At a recent CFO magazine conference I attended, Accenture’s Jeanne G. Harris, coauthor of the recently published book “Analytics at Work,” described a Hollywood movie star who successfully applied statistical analytics to improve his career. This celebrity wanted to increase the probability that he would appear in a successful film. Is this A-list celebrity Tom Cruise, Meryl Streep or George Clooney? Did this movie star rely on his publicist to perform the analysis?

The answer is “no” to all of these questions.

As Harris described it, the actor is Will Smith. Early in Smith’s career, when he was only on television shows, he and his business manager applied their own form of cluster analytics to pursue a cinema career. They analyzed the 10 highest money-grossing films of all time to uncover patterns. Here’s what they discovered: 10 out of 10 had special effects; nine out of 10 had special effects with creatures from outer space; and eight out of 10 had special effects with creatures and a love story.

The rest is history. Smith was in the blockbusters “Independence Day,” “Men in Black,” “I, Robot,” and “I Am Legend.” He is the only movie star whose films predictably earn more than $20 million. His movie “Hancock,” which did not receive favorable reviews from movie critics, still grossed $625 million worldwide. The application of statistical analysis improved Smith’s likelihood of being in a high revenue-generating movie. Therefore, you could call him an analytical competitor – a term that Harris and her coauthor Tom Davenport have coined for organizations that use analytics as a competitive edge.

What is Wrong with Doing Better by Being Smarter?

Analytics come in many flavors; they are not limited to only solving problems. Analytics can also create opportunities. For example, imagine you operated a social media website and you wanted to make more money by offering insightful information to a manufacturer or distributor. While monitoring the navigation patterns across the Web (similar to what Google does), you detect that women ages 24 to 29 who are teachers routinely surf from a schoolbook website to a teaching supplies site. And, while they are at the teaching supplies website, they often click on a jewelry website, especially earrings.
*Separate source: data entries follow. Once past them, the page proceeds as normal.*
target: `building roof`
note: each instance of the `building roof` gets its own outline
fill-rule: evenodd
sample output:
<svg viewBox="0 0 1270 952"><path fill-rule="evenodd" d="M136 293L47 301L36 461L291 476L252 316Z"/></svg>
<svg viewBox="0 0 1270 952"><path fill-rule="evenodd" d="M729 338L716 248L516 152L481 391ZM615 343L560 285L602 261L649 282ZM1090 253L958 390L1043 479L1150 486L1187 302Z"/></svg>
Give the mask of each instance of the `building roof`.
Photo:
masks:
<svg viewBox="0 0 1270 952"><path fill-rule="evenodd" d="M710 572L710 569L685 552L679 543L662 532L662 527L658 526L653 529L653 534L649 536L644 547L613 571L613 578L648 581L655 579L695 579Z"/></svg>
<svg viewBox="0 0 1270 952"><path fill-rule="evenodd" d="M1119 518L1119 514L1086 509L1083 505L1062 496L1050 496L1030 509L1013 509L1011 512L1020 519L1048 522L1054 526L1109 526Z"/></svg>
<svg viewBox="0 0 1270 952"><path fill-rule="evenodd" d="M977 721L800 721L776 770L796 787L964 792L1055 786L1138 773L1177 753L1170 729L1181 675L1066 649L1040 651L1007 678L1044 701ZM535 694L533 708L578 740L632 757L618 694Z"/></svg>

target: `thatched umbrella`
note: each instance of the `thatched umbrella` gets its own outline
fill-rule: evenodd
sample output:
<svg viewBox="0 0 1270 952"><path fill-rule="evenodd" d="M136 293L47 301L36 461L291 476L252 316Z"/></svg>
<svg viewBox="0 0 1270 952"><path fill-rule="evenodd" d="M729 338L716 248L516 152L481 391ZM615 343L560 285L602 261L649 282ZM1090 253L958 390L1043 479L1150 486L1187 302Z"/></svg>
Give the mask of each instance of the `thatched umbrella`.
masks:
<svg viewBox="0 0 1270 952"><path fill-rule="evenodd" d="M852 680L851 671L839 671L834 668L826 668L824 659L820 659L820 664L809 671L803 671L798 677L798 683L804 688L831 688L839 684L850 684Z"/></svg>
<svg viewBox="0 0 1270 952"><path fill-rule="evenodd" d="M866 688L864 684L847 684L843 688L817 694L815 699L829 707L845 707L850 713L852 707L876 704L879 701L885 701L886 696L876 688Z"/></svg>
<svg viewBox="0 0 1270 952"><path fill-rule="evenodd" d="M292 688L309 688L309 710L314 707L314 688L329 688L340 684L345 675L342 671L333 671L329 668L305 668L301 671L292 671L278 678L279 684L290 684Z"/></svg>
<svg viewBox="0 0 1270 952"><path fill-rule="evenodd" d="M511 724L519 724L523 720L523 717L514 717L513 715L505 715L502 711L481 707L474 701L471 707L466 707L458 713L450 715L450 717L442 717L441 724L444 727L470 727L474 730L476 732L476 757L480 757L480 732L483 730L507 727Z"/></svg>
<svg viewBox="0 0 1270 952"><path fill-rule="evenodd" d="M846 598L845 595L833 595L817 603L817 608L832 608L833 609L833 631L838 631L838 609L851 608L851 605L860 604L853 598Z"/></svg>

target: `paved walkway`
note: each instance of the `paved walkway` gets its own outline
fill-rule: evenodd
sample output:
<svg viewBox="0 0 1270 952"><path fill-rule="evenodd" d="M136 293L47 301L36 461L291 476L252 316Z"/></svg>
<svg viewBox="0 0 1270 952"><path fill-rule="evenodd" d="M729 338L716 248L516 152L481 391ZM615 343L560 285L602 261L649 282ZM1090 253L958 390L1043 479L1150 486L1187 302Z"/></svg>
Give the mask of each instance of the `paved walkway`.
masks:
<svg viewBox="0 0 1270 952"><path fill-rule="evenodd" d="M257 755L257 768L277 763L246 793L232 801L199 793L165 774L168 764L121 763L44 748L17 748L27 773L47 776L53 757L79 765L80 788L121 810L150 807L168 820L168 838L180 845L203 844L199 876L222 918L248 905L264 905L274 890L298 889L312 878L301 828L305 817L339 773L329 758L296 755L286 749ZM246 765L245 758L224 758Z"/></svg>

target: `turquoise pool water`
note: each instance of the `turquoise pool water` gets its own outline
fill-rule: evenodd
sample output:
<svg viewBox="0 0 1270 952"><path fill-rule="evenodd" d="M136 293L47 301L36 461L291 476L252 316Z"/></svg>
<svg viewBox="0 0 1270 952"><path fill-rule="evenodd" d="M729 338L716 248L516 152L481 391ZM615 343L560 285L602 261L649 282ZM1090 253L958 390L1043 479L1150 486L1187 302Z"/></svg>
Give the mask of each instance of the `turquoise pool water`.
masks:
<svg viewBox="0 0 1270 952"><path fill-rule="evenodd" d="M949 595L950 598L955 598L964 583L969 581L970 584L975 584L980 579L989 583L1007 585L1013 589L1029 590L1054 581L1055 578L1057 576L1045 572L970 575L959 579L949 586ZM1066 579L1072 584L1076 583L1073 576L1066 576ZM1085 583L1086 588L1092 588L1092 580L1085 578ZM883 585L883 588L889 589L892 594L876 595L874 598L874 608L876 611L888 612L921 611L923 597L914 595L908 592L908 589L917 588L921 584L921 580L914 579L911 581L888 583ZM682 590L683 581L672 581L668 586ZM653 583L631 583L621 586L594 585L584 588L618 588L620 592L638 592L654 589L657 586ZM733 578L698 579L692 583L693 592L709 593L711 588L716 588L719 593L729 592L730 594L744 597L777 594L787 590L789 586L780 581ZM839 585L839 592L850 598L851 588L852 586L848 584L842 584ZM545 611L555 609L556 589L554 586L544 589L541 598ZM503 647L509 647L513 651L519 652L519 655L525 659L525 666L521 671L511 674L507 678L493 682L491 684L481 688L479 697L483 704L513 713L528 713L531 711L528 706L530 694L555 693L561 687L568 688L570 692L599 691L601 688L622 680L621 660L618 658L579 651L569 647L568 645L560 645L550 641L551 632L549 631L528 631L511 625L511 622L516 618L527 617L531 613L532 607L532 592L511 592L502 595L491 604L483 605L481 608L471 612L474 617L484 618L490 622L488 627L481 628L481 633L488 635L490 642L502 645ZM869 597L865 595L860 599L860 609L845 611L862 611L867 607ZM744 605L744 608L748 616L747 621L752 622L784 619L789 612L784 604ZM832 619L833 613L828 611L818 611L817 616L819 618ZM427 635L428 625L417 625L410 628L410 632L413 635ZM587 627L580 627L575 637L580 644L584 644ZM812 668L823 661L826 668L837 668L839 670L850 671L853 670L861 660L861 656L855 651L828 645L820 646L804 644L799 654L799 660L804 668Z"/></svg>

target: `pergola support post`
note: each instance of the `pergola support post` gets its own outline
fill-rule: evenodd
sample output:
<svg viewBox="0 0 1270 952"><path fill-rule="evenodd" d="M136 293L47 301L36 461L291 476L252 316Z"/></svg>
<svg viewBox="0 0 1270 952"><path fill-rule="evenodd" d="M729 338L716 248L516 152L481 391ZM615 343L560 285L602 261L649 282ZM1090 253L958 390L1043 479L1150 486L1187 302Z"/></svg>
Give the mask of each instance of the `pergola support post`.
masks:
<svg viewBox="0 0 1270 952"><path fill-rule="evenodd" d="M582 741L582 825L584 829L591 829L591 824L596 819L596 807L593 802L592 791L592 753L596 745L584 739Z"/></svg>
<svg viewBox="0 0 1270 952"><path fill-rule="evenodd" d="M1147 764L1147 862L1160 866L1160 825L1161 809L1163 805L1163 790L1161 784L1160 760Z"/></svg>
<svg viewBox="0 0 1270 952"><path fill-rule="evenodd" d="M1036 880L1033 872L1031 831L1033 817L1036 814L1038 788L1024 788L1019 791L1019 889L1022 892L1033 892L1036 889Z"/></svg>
What value is there for you in knowing this navigation pattern? By using this fact-based evidence plus some profile information on site registrants, your social media website could offer and sell banner ads to the highest-bidding jewelry company. As a result, the banner ads would appear to any 24 to 29-year-old female school teachers when they log on. Page-view statistics, based on predictive analytics, could be contractually committed to the jewelry manufacturer or distributor to assure them of this proven and targeted traffic.

If a Hollywood Film Star Can Use Analytics, Why Can’t You?

By using statistics, Will Smith can determine what will likely lead to a desirable outcome (a blockbuster film). In a similar fashion, a company using business analytics can also ensure a successful outcome by generating accurate forecasts and implementing sound reporting practices.

Increased volatility is now the new normal in business. Examples of volatility include consumer preferences, foreign currency exchange rates and commodity prices to name a few. Trends can develop quickly, and unanticipated shocks can come from occurrences like the Asian tsunami, H1N1 flu or the current global credit crisis. This means that traditional practices - like detailed annual budgets and five-year plans - can quickly become obsolete.

To gain competitive advantage, better and longer-lasting forecasting accuracy is needed. By reducing current and future levels of uncertainty, action plans (e.g., production volume, required employee and spending-level capacities) can be more reliable and less unwieldy. For example, the source data to calculate the levels of resource capacity and spending come from a variety of other forecasts, such as demographics and sales plans. Predictive analytics are needed for each data source, and as a bonus they can all eventually be aggregated as financial projections, such as rolling financial forecasts. It’s also important to remember that risk management cannot be left out of the equation. The potential magnitude of an unplanned, undesirable event and its likelihood of occurrence dictate how many risk-mitigation projects are needed. These too are now increasingly included in financial projections.

Given the ever-increasing volatility, information reporting must evolve as well. Reports must be easily accessible, flexible, and quickly and easily generated. There needs to be a shift toward more agility, speed, frequency and visibility in reporting of information. More importantly, the reporting must contain information that allows users to rapidly gain insight, make inferences and draw conclusions.

Risk management cannot be left out of the equations. The potential magnitude of an unplanned and undesirable event and its likelihood of occurrence dictate how much risk mitigation insurance-like projects are needed. These too are increasingly included in financial projections.

It doesn’t matter if you are an A-list actor or an organization that’s looking to get one up on its competition - analytics provides you the insight needed to become an analytical competitor. Plus, you’ll be well-equipped to handle the uncertainties – and opportunities – that come your way.